“Given the significant benefits it will have for the tourism industry and, by extension, the island’s greater economy, we remain hopeful” that we “will be successful when our proposal goes before the Minister,” the Fairmont Southampton developers said after the Planning Department recommended the SDO is not approved.
The letter from planning said, “The proposal is in direct conflict with the strategies, goals and objectives of the Bermuda Plan 2018 and is considered to represent an unsustainable form of development which would result in several adverse environmental effects which the applicant has failed to demonstrate can or would be satisfactorily mitigated whilst failing to commit to enhancements of beneficial effects.
“It is noted that the business model which the applicant has chosen to finance the refurbishment of the Hotel is, according to the applicant, reliant on approval being granted for the quantum of development proposed. There is therefore a greater possibility that the Hotel will not be reopened if approval is not granted, although the extent of this possibility nor the amount of time the Hotel would remain closed cannot reasonably be assessed based on the limited data and lack of alternative financing models which have been presented.

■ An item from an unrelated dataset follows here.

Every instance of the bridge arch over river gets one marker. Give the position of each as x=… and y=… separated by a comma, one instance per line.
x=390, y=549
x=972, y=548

“It is therefore recommended that the Minister responsible for Planning does not proceed with making a Special Development Order based on the proposal as it has been presented.”
A spokesperson said, “The recommendation of the Planning Department to the Development Applications Board [DAB] regarding the Fairmont Southampton SDO is disappointing, but we are not surprised.
“The Department’s purview has fairly specific parameters and focuses on the technical assessment of application proposals to ensure compliance with planning policies and zoning regulations. Further, the DAB is legally prevented from approving any development that does not conform to the current development plan. As a result, the DAB cannot actually approve Westend’s application.
“Bermuda’s SDO process was designed precisely for this type of situation – where a development proposal doesn’t fall within the regular zoning guidelines, but is in the national interest, power is granted to the Minister of Home Affairs to approve development through an SDO. We are grateful that the process allows for this additional opportunity for review.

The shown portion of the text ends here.